While the details of the deal are confidential TUI says that is made up of a significant amount of financial compensation as well as credits against future aircraft purchases.
As part of the deal TUI has also revised the delivery schedule for its remaining 737 Max aircraft on order which will see them offset the delivery of around half of the aircraft Boeing planned to delivery to the group in the next two years.
Fritz Joussen, CEO of TUI Group, said: “We have reached a fair agreement that strengthens our long-standing relationship with Boeing. The agreement provides TUI with compensation for a large part of costs that were incurred due to the grounding of the 737 MAX. The new delivery schedule gives us considerable flexibility because we will have fewer new aircraft delivered in the next years. This enables TUI to rapidly adapt its fleet growth to the currently challenging market environment. And it supports our plan to downsize the aircraft fleet and reduce the capital requirements for aircraft investments in the Group.”
What has gone wrong with the 737 Max
The worldwide Boeing 737 Max fleet was grounded in early 2019 after two fatal accidents of the type were both attributed to Boeing’s Manoeuvring Characteristics Augmentation System (MCAS).
The type has been undergoing upgrades to its flight software in effort to get it back in the air but further problems were discovered and the process is still not close to being finished.

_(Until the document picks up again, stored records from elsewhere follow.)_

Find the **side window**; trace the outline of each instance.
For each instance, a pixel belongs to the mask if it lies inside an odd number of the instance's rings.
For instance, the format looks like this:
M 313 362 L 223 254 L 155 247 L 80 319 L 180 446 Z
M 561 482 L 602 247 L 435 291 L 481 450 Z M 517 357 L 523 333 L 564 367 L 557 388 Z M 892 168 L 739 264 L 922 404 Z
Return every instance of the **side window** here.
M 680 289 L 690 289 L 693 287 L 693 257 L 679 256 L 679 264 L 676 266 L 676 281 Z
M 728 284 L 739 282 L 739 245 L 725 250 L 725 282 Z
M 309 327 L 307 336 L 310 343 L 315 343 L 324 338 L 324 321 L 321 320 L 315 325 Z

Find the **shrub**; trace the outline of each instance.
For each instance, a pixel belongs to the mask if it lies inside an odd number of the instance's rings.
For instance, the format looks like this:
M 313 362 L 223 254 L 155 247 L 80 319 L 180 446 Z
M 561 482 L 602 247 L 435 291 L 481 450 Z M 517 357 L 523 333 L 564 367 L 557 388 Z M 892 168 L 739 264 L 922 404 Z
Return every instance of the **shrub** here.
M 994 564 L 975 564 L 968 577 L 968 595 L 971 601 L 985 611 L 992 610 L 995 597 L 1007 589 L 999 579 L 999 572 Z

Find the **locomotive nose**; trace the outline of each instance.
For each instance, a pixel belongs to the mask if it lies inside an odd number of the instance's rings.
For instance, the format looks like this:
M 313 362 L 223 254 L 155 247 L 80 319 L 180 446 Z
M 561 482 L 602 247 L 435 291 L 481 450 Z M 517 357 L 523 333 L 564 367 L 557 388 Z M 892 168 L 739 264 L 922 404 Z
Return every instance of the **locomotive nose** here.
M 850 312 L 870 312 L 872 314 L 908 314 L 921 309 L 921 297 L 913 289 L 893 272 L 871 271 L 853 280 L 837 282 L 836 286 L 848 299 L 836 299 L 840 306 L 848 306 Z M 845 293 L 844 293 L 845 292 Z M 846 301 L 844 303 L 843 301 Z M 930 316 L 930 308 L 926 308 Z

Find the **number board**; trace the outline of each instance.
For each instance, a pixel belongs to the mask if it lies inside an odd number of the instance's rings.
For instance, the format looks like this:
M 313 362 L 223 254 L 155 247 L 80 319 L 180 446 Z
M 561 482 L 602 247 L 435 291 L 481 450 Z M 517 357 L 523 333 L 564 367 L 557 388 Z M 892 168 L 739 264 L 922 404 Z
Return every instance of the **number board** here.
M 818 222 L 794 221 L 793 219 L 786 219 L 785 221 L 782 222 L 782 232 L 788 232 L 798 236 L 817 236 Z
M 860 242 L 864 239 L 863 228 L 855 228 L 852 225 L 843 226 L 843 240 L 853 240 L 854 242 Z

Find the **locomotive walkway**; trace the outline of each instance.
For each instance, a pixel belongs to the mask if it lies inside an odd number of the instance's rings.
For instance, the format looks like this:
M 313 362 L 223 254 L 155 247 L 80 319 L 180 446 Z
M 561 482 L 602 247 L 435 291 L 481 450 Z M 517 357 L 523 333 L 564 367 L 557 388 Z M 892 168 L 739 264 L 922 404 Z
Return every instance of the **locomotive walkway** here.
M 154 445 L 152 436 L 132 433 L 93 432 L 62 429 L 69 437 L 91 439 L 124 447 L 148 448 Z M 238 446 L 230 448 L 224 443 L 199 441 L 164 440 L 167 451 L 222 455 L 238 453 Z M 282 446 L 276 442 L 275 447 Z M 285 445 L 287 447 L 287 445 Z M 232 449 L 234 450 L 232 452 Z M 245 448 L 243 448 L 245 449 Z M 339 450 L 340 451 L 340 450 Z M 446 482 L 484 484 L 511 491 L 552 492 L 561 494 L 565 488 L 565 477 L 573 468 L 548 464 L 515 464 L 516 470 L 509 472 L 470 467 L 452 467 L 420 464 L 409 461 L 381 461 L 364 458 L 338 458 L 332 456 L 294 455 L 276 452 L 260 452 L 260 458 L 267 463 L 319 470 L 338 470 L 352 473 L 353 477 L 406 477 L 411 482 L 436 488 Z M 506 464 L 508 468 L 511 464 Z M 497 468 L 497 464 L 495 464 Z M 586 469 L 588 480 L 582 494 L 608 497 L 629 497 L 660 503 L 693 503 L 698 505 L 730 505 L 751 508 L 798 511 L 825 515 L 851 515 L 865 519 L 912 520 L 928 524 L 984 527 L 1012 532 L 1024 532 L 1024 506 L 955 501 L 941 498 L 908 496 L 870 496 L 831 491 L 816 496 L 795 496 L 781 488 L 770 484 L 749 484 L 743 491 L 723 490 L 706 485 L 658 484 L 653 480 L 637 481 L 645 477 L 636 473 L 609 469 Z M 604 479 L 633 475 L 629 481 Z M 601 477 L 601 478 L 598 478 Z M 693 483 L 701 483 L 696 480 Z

The Federal Aviation Administration (FAA) has said that it will not rush the return to flight of the type and it will face further stringest certification measurses from the European authorities.
It is not expected that the 737 Max will return to flight before Quarter 4 of 2020.
The saga of the 737 Max doesn’t end with its return to flight though as consumer confidence in the type has been severely damaged leaving the airlines with the dilemma on how to restore confidence in what should have been a flagship airliner and premium PR product for groups like TUI.